The Annual pack planning conference is the first step to keeping families involved year-round. Invite parents to the conference so they will be involved as the calendar is established. Make sure school calendars are referenced and avoid major holidays and possibly community events. Consider events being held by your chartered organization and see if Cub Scout activities can be held in conjunction with these activities. With parental inputs, schedule day camp or resident camp dates so families can plan vacations around these activities. Pack leaders should remember that “family understanding” is one of the purposes of Cub Scouting and should schedule pack and den events that support the family. When leaders work with families, there will be a greater chance for successful summertime participation, as well as supporting the “Involving Family and Home” method of Cub Scouting.
Consistency is the key to having a worthwhile year-round program. If den meeting days are changing week after week during the summer or pack meetings are moved here and there with no communication, families will lose faith in the program and they will not attend – and they may not be back in the fall. Plan the calendar, communicate the events, and provide meaningful fun, learning, and advancement opportunities for Cub Scouts and packs. By doing this, packs will find that their program will thrive and their pack numbers will grow as more families want to be involved because of the excellent year-round program being provided.
A well-planned calendar can also keep families informed as to what kind of advancement opportunities will be taking place during the meetings. Communication can keep individual Cub Scouts from falling behind. For example, the den might be visiting the local zoo during a month that the absent Cub Scout could visit another zoo with his family while away on vacation. It is important for families to understand that they can be helping their Cub Scout by being familiar with the adventures of each rank.
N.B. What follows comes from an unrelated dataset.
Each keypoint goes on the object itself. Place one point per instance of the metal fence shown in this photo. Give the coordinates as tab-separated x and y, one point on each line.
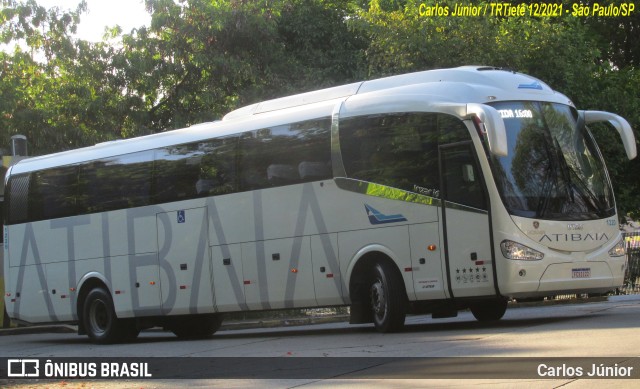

However, planning for summer does require flexibility. Pack leaders should consider what changes need to be made during school breaks to enable the greatest success. For example, during the school year, dens may have 2-3 hour-long meetings per month in addition to the monthly pack meeting, but in the summer, may find two or even one longer den meeting a month easier for more Cub Scouts to attend, especially if these meetings involve outdoor activities. Leaders may want to consider combining dens if two-deep leadership is difficult to maintain due to vacations and work schedules. Leaders may want to consider not meeting in a month a major pack activity will take place, such as Cub Scout camp or Cub Scout day camp.